THOMAS PAQUET

Resilience  #1, 2017 - Silver print 120x100 cm

« Some of our tribes kept intact a sense of harmony with Earth and a respect for the Universe. We still know not to take more than we need and to give back as much as we can. We know we are ephemeral, whereas Earth, she is here to stay; that we are not here long enough to even think in terms of « propriety »; that we cannot possess her, generations to come will have use of her too.

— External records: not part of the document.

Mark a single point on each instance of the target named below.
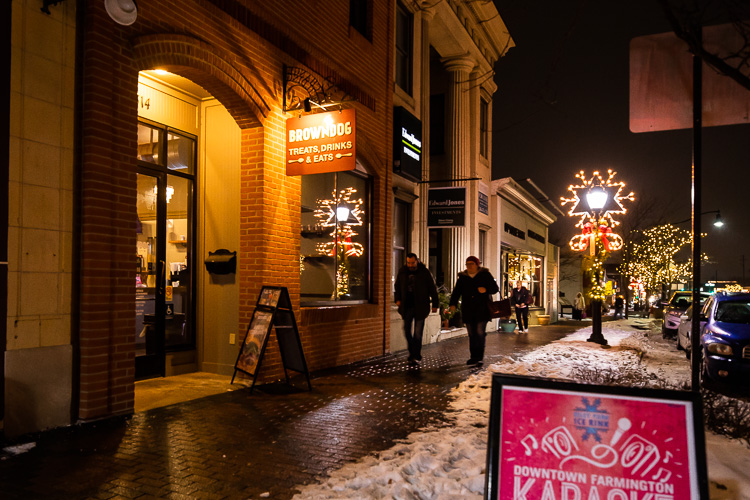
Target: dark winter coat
(424, 291)
(473, 303)
(520, 297)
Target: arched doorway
(187, 204)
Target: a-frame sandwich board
(273, 309)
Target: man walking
(520, 298)
(414, 289)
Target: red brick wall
(240, 62)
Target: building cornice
(512, 191)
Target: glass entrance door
(149, 281)
(164, 283)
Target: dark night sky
(562, 106)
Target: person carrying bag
(521, 299)
(474, 287)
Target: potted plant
(446, 315)
(507, 325)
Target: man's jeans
(413, 340)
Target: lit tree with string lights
(595, 201)
(653, 259)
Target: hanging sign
(446, 207)
(407, 144)
(550, 439)
(483, 200)
(321, 142)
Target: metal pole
(697, 154)
(596, 304)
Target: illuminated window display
(524, 267)
(335, 243)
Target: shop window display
(335, 242)
(526, 268)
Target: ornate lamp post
(596, 197)
(603, 199)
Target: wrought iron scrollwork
(302, 89)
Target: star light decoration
(593, 224)
(342, 213)
(342, 229)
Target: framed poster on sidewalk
(551, 439)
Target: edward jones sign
(319, 143)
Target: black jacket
(474, 304)
(519, 297)
(424, 291)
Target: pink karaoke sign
(571, 445)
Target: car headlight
(716, 348)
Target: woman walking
(474, 286)
(520, 298)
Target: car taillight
(716, 348)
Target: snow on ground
(448, 462)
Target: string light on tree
(343, 212)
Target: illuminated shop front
(526, 254)
(526, 268)
(335, 243)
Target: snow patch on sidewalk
(448, 462)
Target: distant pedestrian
(579, 305)
(414, 290)
(619, 307)
(521, 298)
(474, 286)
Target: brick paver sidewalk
(242, 445)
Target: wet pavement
(256, 445)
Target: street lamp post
(596, 199)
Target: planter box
(508, 325)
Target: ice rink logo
(591, 419)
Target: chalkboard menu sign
(272, 310)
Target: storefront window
(335, 242)
(149, 143)
(401, 235)
(526, 268)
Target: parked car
(684, 342)
(676, 307)
(725, 339)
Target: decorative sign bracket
(303, 90)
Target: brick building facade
(237, 51)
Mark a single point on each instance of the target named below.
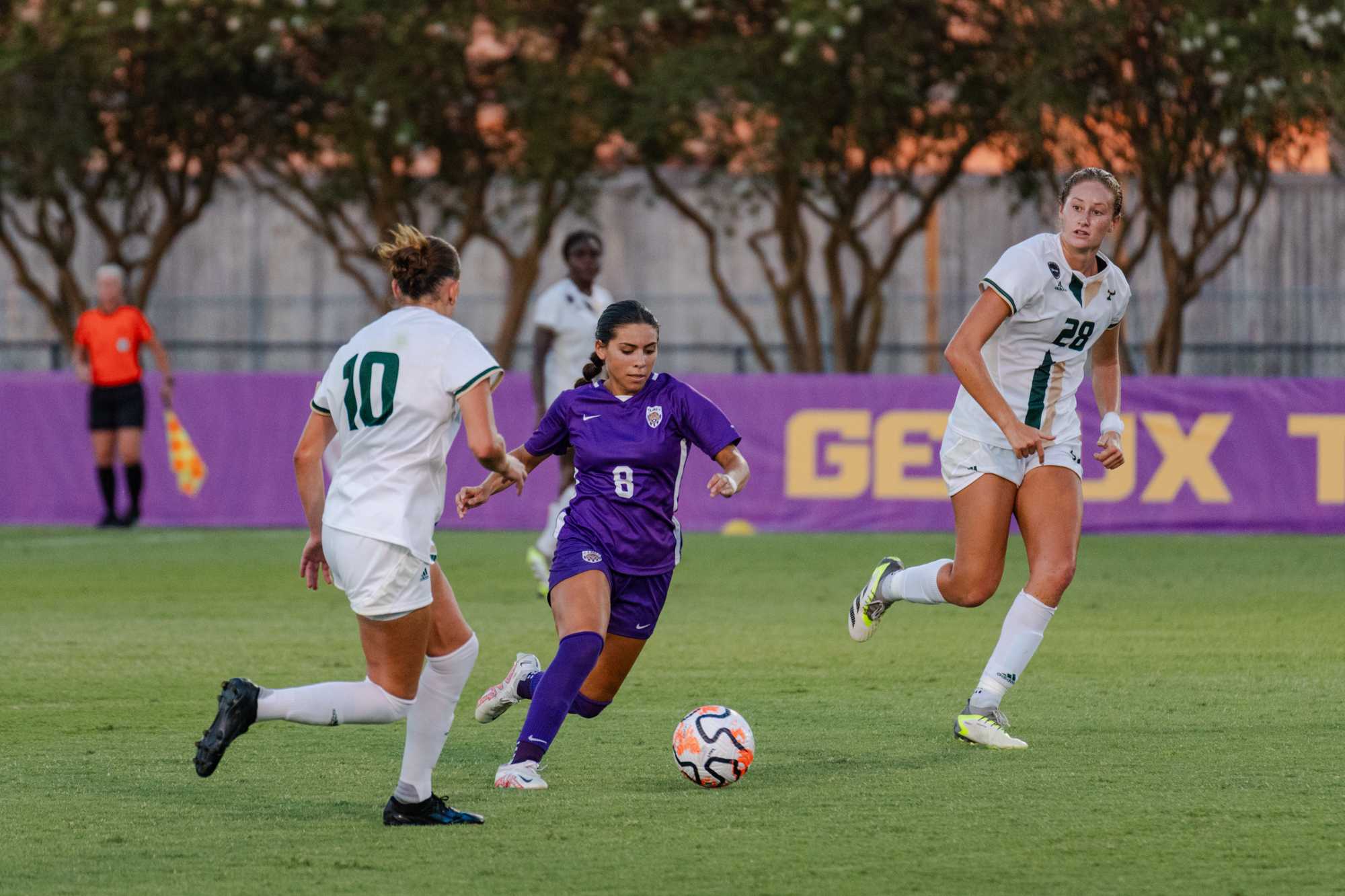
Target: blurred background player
(619, 540)
(563, 338)
(1015, 442)
(395, 396)
(107, 354)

Earth couldn't care less about human time, she has time on her side. In a thousand years, poisoned waters will be clean again, so will asphyxiated air. Only delirious white men with dreams of grandeur would think they can actually destroy Earth. The only thing they can destroy is their own capacity to live on this planet.»

 

John Trudell, North American writer and musician

 

The suggestion that Earth has entered the Anthropocen is making its way in the scientific community. Anthropocen is proposed as the geological epoch dominated by human activities. Indeed by our action on the environment, notably on the climate, we deeply alter the outer layers of the great big onion which is our planet : the atmosphere, Earth's surface – its biosphere, land, oceans, glaciers.. – and its subsoil.

 

Expansion of the industrial world and concomitant technological advances made for a spectacular development of open-cut mine operations over the last thirty years.

It is absolutely riveting to see entire mountain sides gnawed by machines and cut into ten meter heigh slices, weighing several tons.

In 2016 I went to Quebec to shoot a series of photographs in granite mines.

These images are frontal. They document the stopes of the mining excavation, the site's morphology, the features of the rock. These images record a certain state of the world as shaped by humans.

With the negatives I produced B&W prints with an enlarger, superimposing views.

The densities and transparencies of the silver base combine with each other. This overlaying in turn creates an abstract, organic landscape.

This attempt to reconstruct the original landscape by superimposing fragmentary recordings of the place inspires a meditation on loss and erasure/erosion .

How to communicate the irreversibility of our actions with regards to the exploitation of Nature's  resources ? How to acknolewdege our responsibility in ecological disasters caused by greed ?

Because nobody or nothing is stopping us, does it mean we are at the liberty to deface and destroy our planet?